À cause du réseau, de l’accent de mon interlocutrice, ou encore ma propre naïveté, je me suis retrouvée quelques jours plus tard sous la tour Eiffel, il pleuvait des cordes, j’avais un micro dans la main droite, un parapluie dans la gauche et sous mes yeux un pupitre coiffé d’une tablette tactile sur laquelle défilaient, en rythme, les paroles d’une chanson de Disney. Cinq caméras étaient braquées sur moi. De grosses baffles, disposées en demi-cercle tout autour, semblaient assez puissantes pour faire trembler le Champ-de-Mars. Les touristes venus s’attrouper malgré la pluie étaient vêtus de ponchos de plastique coloré, un look idéal pour me mettre dans l’ambiance Disneyland. Vu le sound system, ils n’allaient pas en perdre une miette.

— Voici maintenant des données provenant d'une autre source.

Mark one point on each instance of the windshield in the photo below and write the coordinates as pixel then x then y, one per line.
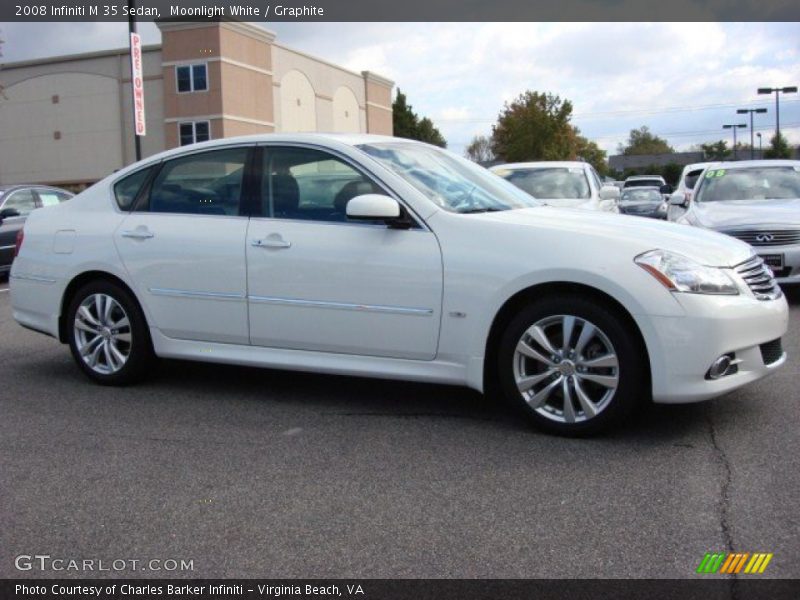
pixel 756 183
pixel 551 182
pixel 643 183
pixel 641 195
pixel 452 183
pixel 691 178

Très vite, j’ai compris que l’équipe se moquait bien de mon rapport à la musique : le présentateur voulait que je pousse la chansonnette. Et pas n’importe laquelle : il fallait que j’interprète Ce rêve bleu. Comme si je risquais de manquer de conviction, les traductrices m’ont précisé que ma prestation serait non seulement diffusée mais également notée sur 100, et classée sur un podium mondial. Le tout dans une émission regardée par trois millions de Japonais en moyenne. Trois millions. Chiffre qui m’avait malheureusement échappé au téléphone. Alors par dépit, acculée comme un sauteur à l’élastique qui n’a plus qu’à s’abandonner au vide, j’ai commencé à chanter. L’expérience m’a appris deux choses. Primo, Jasmine n’a pas la même tessiture de voix que moi. Secundo, le sentiment de ridicule peut être intense et tenace : il m’a collé à la peau pendant plusieurs jours.
La plus honteuse version de moi-même a bien été diffusée à la télé japonaise.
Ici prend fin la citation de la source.